Announcing the decision late Sunday, Pompeo promised measures to reduce the impact on humanitarian efforts. Those include special U.S Treasury licenses to allow U.S. aid to continue flowing and aid agencies to continue working.
Still, aid groups said the impact could be disastrous.
“Even with exemptions, the operation will be compromised,” said Janti Soeripto, the president of Save the Children. She criticized the “chaotic manner” by which the U.S. took the decision, which she said left agencies scrambling to figure out the implications and how to deal with them.
Delays or confusion in the license-issuing process could slow or disrupt imports of food, medicine and fuel, at a time when even slight interruptions have major consequences.
International banks are likely to retreat from any dealings with Yemen’s Houthi-dominated banking system.

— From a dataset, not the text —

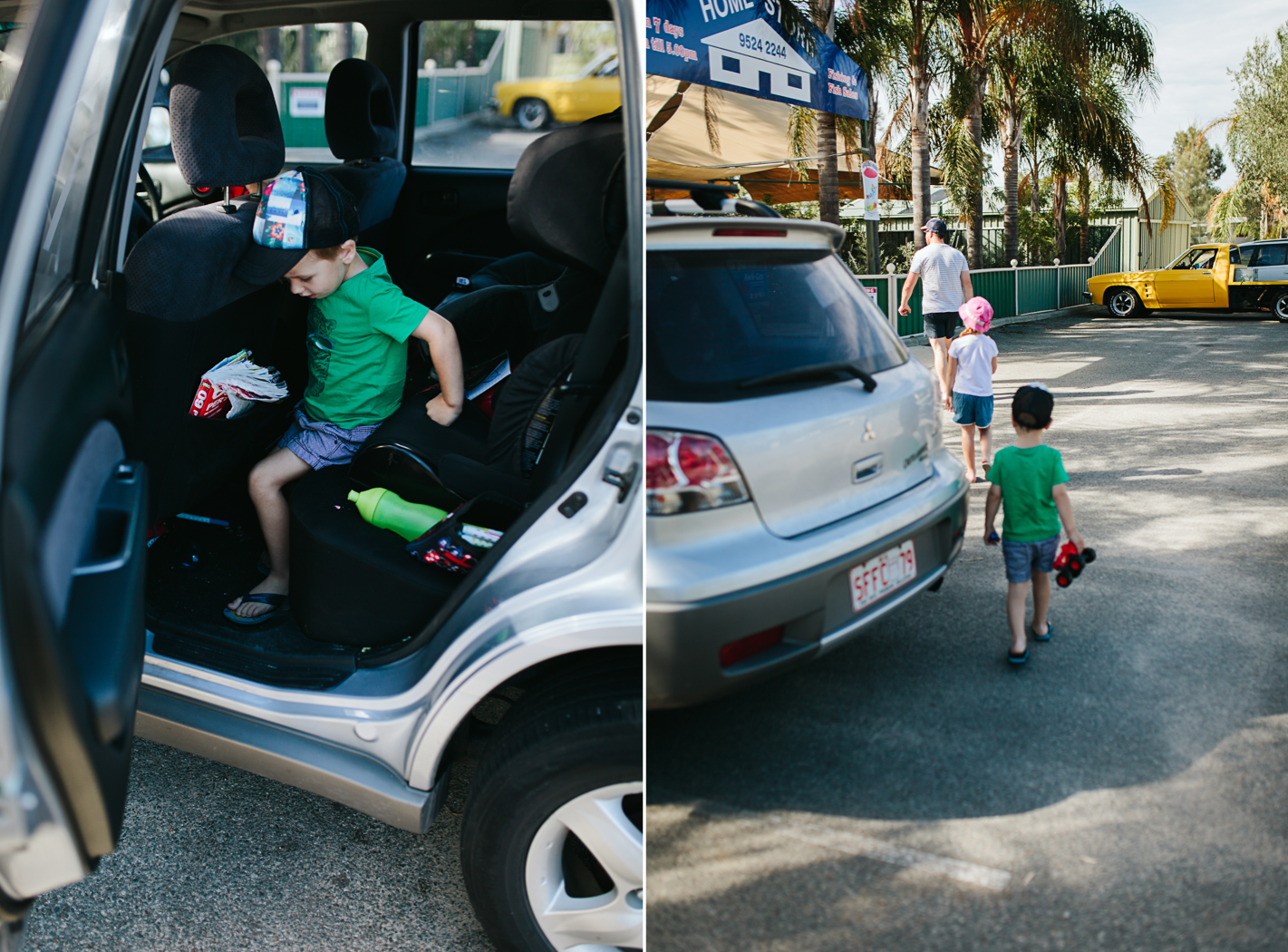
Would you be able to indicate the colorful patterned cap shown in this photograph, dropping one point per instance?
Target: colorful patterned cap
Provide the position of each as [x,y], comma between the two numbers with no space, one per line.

That will cripple aid agencies and NGOs, which must use the banks to move funds, pay salaries and keep operations running. It could also hurt a main income source for individual Yemenis — remittances from relatives abroad.
“Yemen’s faltering economy will be dealt a further devastating blow,” said Mohamed Abdi, Yemen director for the Norwegian Refugee Council. He said banks, businesses and donors could “become unwilling or unable to take on the risk of operating in Yemen.”
Once the designation is in effect, the World Health Organization will carry out contingency plans to relocate its international staffers, said its country director in Sanaa, Adham Ismail.
“It will definitely limit our capacity to bring international expertise,” he said, as well as make it harder to get donations and deliver health services to Yemenis under Houthi control.
Peter Salisbury, Yemen expert at the International Crisis Group, said “there is a broad consensus that if mismanaged this could have a devastating impact on millions of ordinary Yemenis.”
“What is less clear is how much of an immediate impact it will have on the Houthis, who will be the last to starve.”